Variety of the Fula language

Borgu Fulfulde, also known as Borgu Fulani, Benin-Togo Fulfulde, Fulbe-Borgu, or Peul is a variety of the Fula language a West Atlantic language part of the Niger-Congo language family, it is spoken primarily in the Borgou Department of Benin, spanning Nigeria, other parts of Benin, as well as Togo and parts of Burkina Faso.

Phonologically, Borgu Fulfulde exhibits a system of vowel and consonant sounds, with a notable presence of glottalized and nasalized consonants. Morphologically, the language is agglutinative, forming words through the addition of prefixes and suffixes to root morphemes. The grammatical structure is characterized by a system of noun class agreement, where various affixes indicate the gender and number of nouns.

Word order in Borgu Fulfulde typically follows a subject-object-verb (SOV) pattern, and the language employs postpositions rather than prepositions for expressing spatial and temporal relationships. Syntactically, it features a system of verb conjugations that indicate tense, aspect, and mood. Borgu Fulfulde traditionally uses the Latin alphabet for written communication, although in some regions, an adapted version of the Arabic script or Ajami is also employed.

== Origins ==
The presence of Borgu Fulfulde in Benin can be attributed to historical migrations and interactions among the Fula people. The Fula, also known as Fulani, are a nomadic or semi-nomadic ethnic group spread across West Africa. They have a long history of migration and have settled in various regions over time.
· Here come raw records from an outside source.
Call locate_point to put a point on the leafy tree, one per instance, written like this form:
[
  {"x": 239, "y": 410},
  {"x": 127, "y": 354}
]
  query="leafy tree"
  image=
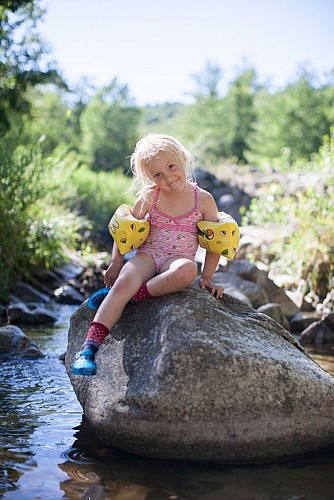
[
  {"x": 109, "y": 127},
  {"x": 240, "y": 114},
  {"x": 22, "y": 54},
  {"x": 292, "y": 121}
]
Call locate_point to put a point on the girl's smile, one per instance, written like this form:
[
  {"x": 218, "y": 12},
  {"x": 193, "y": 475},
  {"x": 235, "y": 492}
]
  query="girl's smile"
[{"x": 166, "y": 174}]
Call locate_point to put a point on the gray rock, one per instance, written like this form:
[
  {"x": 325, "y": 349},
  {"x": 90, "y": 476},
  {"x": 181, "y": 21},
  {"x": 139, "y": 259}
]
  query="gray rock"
[
  {"x": 318, "y": 334},
  {"x": 233, "y": 284},
  {"x": 21, "y": 314},
  {"x": 191, "y": 377},
  {"x": 275, "y": 312},
  {"x": 302, "y": 320},
  {"x": 249, "y": 271},
  {"x": 15, "y": 343}
]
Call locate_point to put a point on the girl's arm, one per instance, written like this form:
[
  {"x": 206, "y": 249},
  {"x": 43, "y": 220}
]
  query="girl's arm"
[
  {"x": 114, "y": 268},
  {"x": 209, "y": 210},
  {"x": 139, "y": 211}
]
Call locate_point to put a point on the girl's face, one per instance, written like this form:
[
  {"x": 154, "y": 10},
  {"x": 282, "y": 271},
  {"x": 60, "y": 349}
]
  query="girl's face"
[{"x": 168, "y": 175}]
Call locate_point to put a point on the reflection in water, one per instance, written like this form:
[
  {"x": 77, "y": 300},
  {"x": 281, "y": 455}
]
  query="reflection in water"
[{"x": 47, "y": 450}]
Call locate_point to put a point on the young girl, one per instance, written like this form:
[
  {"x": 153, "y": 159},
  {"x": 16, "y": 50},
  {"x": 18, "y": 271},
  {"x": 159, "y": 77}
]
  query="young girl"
[{"x": 165, "y": 263}]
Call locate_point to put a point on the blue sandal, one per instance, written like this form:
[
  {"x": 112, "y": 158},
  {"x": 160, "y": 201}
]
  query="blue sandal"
[
  {"x": 96, "y": 299},
  {"x": 84, "y": 363}
]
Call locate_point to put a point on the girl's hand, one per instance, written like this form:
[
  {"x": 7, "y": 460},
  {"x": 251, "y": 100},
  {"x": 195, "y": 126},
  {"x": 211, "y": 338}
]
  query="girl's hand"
[{"x": 215, "y": 290}]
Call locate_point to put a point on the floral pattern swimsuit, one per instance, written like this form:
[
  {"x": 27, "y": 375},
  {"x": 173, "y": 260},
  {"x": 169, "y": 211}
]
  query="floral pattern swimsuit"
[{"x": 172, "y": 236}]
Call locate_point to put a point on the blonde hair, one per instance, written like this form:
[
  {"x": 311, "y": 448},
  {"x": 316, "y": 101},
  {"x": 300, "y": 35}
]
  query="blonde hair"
[{"x": 154, "y": 146}]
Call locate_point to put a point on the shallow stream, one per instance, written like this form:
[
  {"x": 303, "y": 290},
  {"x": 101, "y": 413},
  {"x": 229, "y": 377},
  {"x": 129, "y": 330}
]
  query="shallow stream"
[{"x": 47, "y": 450}]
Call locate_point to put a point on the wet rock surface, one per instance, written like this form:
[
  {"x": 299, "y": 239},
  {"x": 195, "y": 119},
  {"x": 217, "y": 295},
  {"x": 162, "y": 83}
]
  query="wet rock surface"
[{"x": 191, "y": 377}]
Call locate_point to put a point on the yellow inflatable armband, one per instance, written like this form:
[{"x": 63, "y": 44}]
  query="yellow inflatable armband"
[
  {"x": 220, "y": 237},
  {"x": 128, "y": 232}
]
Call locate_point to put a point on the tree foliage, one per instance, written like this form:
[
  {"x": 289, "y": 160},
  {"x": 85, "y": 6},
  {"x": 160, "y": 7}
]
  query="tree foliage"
[
  {"x": 109, "y": 127},
  {"x": 22, "y": 59}
]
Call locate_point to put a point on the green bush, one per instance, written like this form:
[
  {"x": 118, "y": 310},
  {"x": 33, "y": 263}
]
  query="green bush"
[
  {"x": 35, "y": 230},
  {"x": 307, "y": 252},
  {"x": 99, "y": 194}
]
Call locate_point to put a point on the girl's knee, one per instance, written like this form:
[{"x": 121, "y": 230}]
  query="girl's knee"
[{"x": 187, "y": 272}]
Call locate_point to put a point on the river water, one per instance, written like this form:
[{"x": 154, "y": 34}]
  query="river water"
[{"x": 49, "y": 452}]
Fula communities gradually migrated to the Borgu region, which spans parts of Nigeria, Benin, and Niger. This movement could have been influenced by factors such as search for pastureland for their livestock, trade opportunities, or escaping conflicts. As they settled in the Borgu region, the Fula people adapted to local conditions, leading to the development of Borgu Fulfulde, a variety of the Fula language specific to the region.